I’m not trying to pull anyone out of the holiday spirit but you ought to know about this nifty bit of “carry trade” the banks have going right now, as per this piece from the WSJ. Since the Fed is now paying 0.50% interest on bank reserves held in their vaults—this is one way they’re targeting the new, higher Fed funds rate of 0.25%-0.50%–and banks can borrow overnight at 0.35%, there’s a 0.15% spread to be had. Foreign banks with branches here get the full spread, while domestics get less—about 0.07%–because they have to pay an FDIC fee.
An analyst cited in the piece estimated that the increase in IOER (interest on excess reserves) “will increase the Fed’s interest payments to banks to about $13 billion annually, assuming reserves stay at the same level.”

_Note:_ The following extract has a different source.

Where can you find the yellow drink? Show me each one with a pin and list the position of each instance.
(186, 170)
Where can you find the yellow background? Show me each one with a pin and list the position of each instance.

It’s a sweet freakin’ deal, you ask me (candidate Bernie Sanders complained about this in yesterday’s NYT). Like I said, it’s the holiday season and one doesn’t want to go to the negative place, but I’d like to think about how to claw these back through a tax on excess profits. Of course, that could undermine the Fed’s IOER tool, which is relatively new, so I need to think this through. But it’s a good e.g. of how some people have to bust their a__ to make ends meet, while others just have to move piles of money around.